Reed Lee, FSC’s Legal Committee Chair, agreed with Douglas and Walters that IODA is extremely unlikely to withstand court scrutiny, should it ever make it that far. In his analysis of IODA’s language, Lee observed a “rather subtle but absolutely critical” point about the bill.
“It boils down to the word ‘includes’,” Lee explained. “Every previous constitutional obscenity test sought to define the limits of what could be obscene. But not this one! ‘Includes’ defines the minimum of what is constitutionally unprotected obscenity. Who knows what else there might be?!!? Again, under the contemporary constitutional approach… the subtle abandonment of an all-embracing definition of obscenity is unquestionably fatal in the long run. The required challenge procedures may be elaborate, but an easy substantive one under existing constitutional law.”
This all sounds encouraging, from an adult industry perspective. But for many years, it was common to hear that bans on abortion should be of no concern to reproductive rights advocates, because it was so unlikely the Supreme Court would ever overturn Roe v. Wade – and then along came SCOTUS’ decision in Dobbs v. Jackson Women’s Health Organization.
So, extending our (admittedly unlikely) hypothetical yet further, are these same attorneys confident the Supreme Court won’t go messing with the Miller standard, if offered the invitation to do so?
“If cert were granted, I have no confidence that the current majority of the Court would not make the minimum standard for an obscenity worse than Miller,” Douglas said. “However, I do not anticipate that cert would be granted even if the bill were signed into law.”
Asked whether he was concerned about the possibility the current Supreme Court might come up with reasoning under which Lee’s bill is Constitutional, Lee responded with a definitive “Yes.”
“This may be the entire point of the bill,” Lee said. “It might be that Sen. Lee is too stupid or stubborn to recognize the foregoing constitutional problems. But it is also quite possible that he and others are hoping for a very profound change in obscenity (and other constitutional) law.

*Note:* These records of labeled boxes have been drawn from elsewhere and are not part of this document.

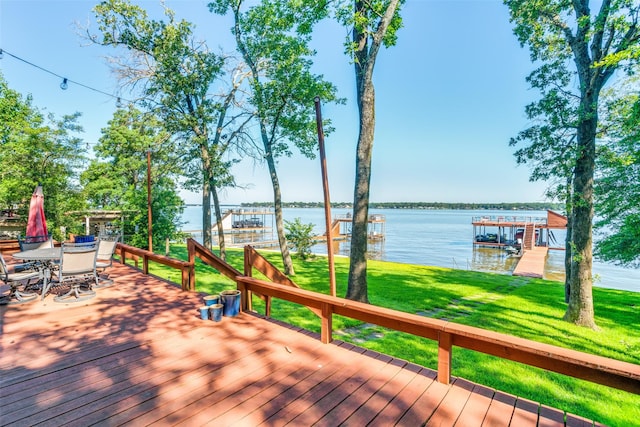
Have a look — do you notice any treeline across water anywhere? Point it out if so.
[240,202,563,211]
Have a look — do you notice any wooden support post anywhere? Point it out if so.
[182,266,189,291]
[244,246,254,316]
[264,295,271,317]
[236,282,248,311]
[320,304,333,344]
[438,331,451,384]
[187,239,196,292]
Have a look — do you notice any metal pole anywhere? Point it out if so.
[147,150,153,252]
[314,96,336,296]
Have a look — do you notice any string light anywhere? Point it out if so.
[0,48,132,104]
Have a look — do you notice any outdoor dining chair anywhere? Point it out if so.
[0,254,40,305]
[53,242,98,302]
[95,236,120,288]
[18,236,53,252]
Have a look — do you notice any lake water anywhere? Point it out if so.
[182,206,640,292]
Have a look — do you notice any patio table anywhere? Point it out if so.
[12,248,62,299]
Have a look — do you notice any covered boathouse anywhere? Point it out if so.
[472,210,567,278]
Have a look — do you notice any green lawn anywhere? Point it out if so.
[142,245,640,426]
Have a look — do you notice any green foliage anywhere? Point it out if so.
[209,0,343,159]
[0,75,86,238]
[596,77,640,266]
[93,0,245,251]
[284,218,314,260]
[81,106,184,248]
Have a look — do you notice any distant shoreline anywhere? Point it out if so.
[232,202,564,211]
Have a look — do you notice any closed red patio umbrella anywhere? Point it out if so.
[27,185,48,236]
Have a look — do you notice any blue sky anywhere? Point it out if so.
[0,0,546,204]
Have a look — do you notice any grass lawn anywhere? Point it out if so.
[142,245,640,426]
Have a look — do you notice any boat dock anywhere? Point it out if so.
[511,246,549,279]
[472,211,567,278]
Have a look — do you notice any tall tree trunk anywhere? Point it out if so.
[265,150,295,276]
[564,108,598,329]
[346,0,400,303]
[346,81,375,302]
[200,145,213,250]
[564,173,573,304]
[211,180,227,261]
[202,181,211,249]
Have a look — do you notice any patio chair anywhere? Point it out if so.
[95,236,120,288]
[53,242,98,302]
[18,236,53,252]
[0,254,40,305]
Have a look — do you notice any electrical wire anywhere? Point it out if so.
[0,48,132,103]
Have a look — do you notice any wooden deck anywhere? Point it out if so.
[0,265,593,426]
[512,246,549,279]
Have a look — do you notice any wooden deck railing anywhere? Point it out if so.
[237,276,640,394]
[6,239,640,400]
[116,243,195,291]
[187,238,242,291]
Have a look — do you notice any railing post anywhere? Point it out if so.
[243,245,254,317]
[438,331,451,384]
[187,239,196,292]
[320,304,333,344]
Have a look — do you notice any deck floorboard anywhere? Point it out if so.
[0,264,591,427]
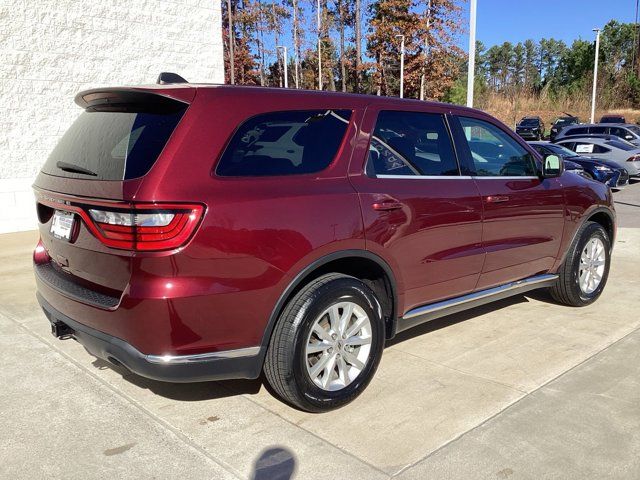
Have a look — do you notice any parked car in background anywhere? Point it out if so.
[516,117,544,140]
[599,115,627,123]
[554,123,640,146]
[556,135,640,177]
[549,115,580,142]
[529,142,629,188]
[33,77,616,412]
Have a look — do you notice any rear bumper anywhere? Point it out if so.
[36,293,264,383]
[516,131,541,138]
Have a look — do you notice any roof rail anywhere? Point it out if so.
[156,72,189,85]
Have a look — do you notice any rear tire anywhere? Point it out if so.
[264,273,385,412]
[550,222,611,307]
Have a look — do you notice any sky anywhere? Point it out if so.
[461,0,636,50]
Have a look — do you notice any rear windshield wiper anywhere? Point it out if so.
[56,162,98,177]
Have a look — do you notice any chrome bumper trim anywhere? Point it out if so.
[145,347,260,365]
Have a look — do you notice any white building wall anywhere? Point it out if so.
[0,0,224,233]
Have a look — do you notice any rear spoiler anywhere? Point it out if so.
[74,87,195,112]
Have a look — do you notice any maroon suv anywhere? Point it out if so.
[34,80,616,411]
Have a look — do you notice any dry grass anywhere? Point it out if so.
[477,92,640,129]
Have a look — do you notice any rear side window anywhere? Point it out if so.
[216,110,351,177]
[367,111,459,176]
[458,117,536,177]
[42,105,187,180]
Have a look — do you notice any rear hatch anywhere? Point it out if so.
[34,86,202,308]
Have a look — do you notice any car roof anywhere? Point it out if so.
[76,83,484,119]
[556,135,640,150]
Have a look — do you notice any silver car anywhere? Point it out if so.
[554,136,640,177]
[554,123,640,146]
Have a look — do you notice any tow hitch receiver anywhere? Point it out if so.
[51,321,73,340]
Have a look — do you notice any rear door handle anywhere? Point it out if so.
[485,195,509,203]
[373,200,403,212]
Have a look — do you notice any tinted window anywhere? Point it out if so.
[574,142,611,153]
[547,143,577,157]
[605,140,638,152]
[531,145,550,156]
[558,142,576,152]
[216,110,351,177]
[460,117,536,177]
[367,111,459,176]
[42,107,186,180]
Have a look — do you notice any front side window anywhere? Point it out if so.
[458,117,536,177]
[216,110,351,177]
[367,111,459,176]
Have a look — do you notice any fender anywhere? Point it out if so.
[550,206,616,273]
[260,249,398,361]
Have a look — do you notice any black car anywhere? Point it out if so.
[516,117,544,140]
[529,142,629,188]
[549,115,580,142]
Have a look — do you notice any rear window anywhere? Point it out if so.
[42,105,186,180]
[216,110,351,177]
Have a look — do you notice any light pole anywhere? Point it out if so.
[318,0,322,90]
[276,45,289,88]
[591,28,600,123]
[467,0,478,107]
[396,35,404,98]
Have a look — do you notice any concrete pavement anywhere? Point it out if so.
[0,184,640,479]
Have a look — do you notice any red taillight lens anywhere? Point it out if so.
[85,205,204,251]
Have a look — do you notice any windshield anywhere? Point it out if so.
[546,144,578,157]
[42,107,186,180]
[604,140,638,152]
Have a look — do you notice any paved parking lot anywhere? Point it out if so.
[0,184,640,480]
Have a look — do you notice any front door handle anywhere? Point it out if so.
[485,195,509,203]
[373,200,402,212]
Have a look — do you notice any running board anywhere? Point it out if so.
[396,274,558,333]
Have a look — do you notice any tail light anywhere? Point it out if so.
[84,204,204,251]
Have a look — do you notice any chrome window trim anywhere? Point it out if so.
[376,174,471,180]
[473,175,540,180]
[145,346,260,365]
[375,174,540,180]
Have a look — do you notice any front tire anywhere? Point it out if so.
[264,273,385,412]
[551,222,611,307]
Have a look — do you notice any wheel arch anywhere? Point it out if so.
[551,206,616,272]
[261,250,398,355]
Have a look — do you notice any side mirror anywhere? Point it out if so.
[542,155,564,178]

He may be betting that such a change is in the offing.”
Walters said that while “it does not appear that the Court has an appetite to reexamine the obscenity test,” he added that if it turns out the court does have such an appetite, “the adult industry should brace for a potential blockbuster decision that could have far reaching consequences for free expression in the United States.”
On the other hand, any conservatives who might welcome the idea of a major shift in the contours of the First Amendment’s protections might want to think twice about the appeal of that notion.
“I saw this bill the day it was introduced and my first reaction was (and remains) that moral conservatives are trying to ‘force the spring’ on this and other profound changes in constitutional law,” Lee said. “But it will not be a slam-dunk for them. Especially after Trump started whining about getting banned from Twitter, conservatives have realized that freedom of expression cuts both ways. Some will suggest that they can have their cake and eat it too, with changes which will affect us (to put it crudely) but not them. But our job will be to show that it will not be so simple – that conservatives have much to fear from weakening the First Amendment.”
In other words, when it comes to bills like Lee’s, conservatives should be careful what they wish for, because they just might get it.